CRN Responses to The New England Journal of Medicine Study on effectiveness of DHEA supplementation
October 18, 2006
The Council for responsible Nutrition (CRN) has responded to a New England Journal of Medicine published study which observed limited or no value to suppplementation with DHEA.
“This is the longest duration human supplementation trial confirming the safety of relatively high-dose DHEA in both men and women and we are encouraged by those results, particularly because there is a need for safe bone builders in this age group. Further, the study found small but significant increases in bone mineral density, consistent with the body of clinical trials on DHEA. The lack of other significant effects in an elderly population is surprising as that is inconsistent with the published research. This study did not look at other clinically relevant outcomes where DHEA has been to shown to provide benefit, such as libido and sexual performance.” Andrew Shao, Ph.D., Council for Responsible Nutrition
CRN Study analysis
2. DHEA in Elderly Women and DHEA or Testosterone in Elderly Men—CRN Analysis
Nair et al., October 19, 2006
vol. 355 no. 16
New England Journal of Medicine
Study design and parameters
Placebo-controlled, randomized, double-blind study involving elderly men (n = 87) and elderly women (n = 57).
Subjects received either oral DHEA (75 mg/day, men; 50 mg/day, women), testosterone (5 mg/day, men, delivered by patch) or placebo over a 2-year period.
Outcome measures included physical performance, body composition, bone mineral density (BMD), glucose tolerance, serum lipid and hormone levels, adverse effects and quality of life.
Relevant findings
Both men and women receiving oral DHEA experienced a significant increase in serum levels of sulfated DHEA.
Women receiving DHEA experienced a significant increase in testosterone levels.
Men receiving low-dose testosterone therapy experienced a significant increase in testosterone levels.
There were no significant effects of DHEA in either men or women on body-composition measurements, peak volume of oxygen consumed per minute, muscle strength, or insulin sensitivity.
Men in both treatment groups experienced a significant increase in bone mineral density (BMD) at the femoral neck.
Women who received DHEA experienced a significant increase in BMD at the ultradistal radius.
Neither treatment improved the quality of life or had major adverse effects.
Comments
This is the longest duration human supplementation trial confirming the safety of relatively high-dose DHEA in both men and women. There were no drastic changes in potentially carcinogenic hormones (testosterone and estradiol), no changes in prostate-specific antigen (PSA) or prostate volume (indicating no increased prostate cancer in men, and no increase in breast cancer in women). An “adverse effect” often attributed to DHEA supplementation is decreased HDL levels. In this study, there was a small and statistically significant but not clinically relevant reduction in HDL levels, a finding given almost no attention by the study authors. This finding of safety is the most important outcome of this study, and should not be discounted.

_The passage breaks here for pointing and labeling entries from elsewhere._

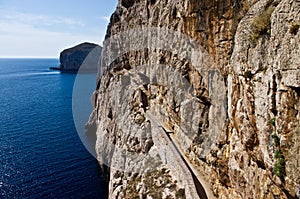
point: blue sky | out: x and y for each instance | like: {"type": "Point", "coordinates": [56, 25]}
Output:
{"type": "Point", "coordinates": [43, 28]}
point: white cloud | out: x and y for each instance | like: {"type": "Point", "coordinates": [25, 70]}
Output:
{"type": "Point", "coordinates": [105, 18]}
{"type": "Point", "coordinates": [25, 35]}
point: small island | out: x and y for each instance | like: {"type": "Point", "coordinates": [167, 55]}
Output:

Small but significant increases were observed in BMD for both men and women, a finding that is consistent with past studies using DHEA. However, the lack of significant effects on other relevant outcome measures is inconsistent with the body of evidence for DHEA in an elderly population. There are more than 60 published clinical trials on DHEA supplements and the elderly.
Study limitations
The study authors (and the accompanying editorial by Paul Stewart) downplay the effects observed on BMD in comparison to those achieved by prescription drugs, despite the desperate need for safe bone builders in this age group.

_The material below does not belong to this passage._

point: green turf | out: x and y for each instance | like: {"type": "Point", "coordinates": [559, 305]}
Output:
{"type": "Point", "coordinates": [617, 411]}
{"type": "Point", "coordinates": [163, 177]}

The researchers failed to report the reduction in fracture rates that would be associated with the observed BMD improvement – over time, this would likely translate into a substantial decrease in fracture risk.
Regarding quality of life (QOL), the baseline scores are considered relatively high (i.e. the subjects already felt good), suggesting that there may have been little or no room for improvement, i.e. a “ceiling effect”.
Researchers did not look at other clinically relevant outcomes where DHEA has been shown to provide benefit, such as libido and sexual performance.
Also, DHEA levels have been shown to be inversely related to mortality risk in the elderly and this study did not examine mortality or morbidity risk as an outcome measure (however, the 2-year duration may have been too short to detect any differences anyway).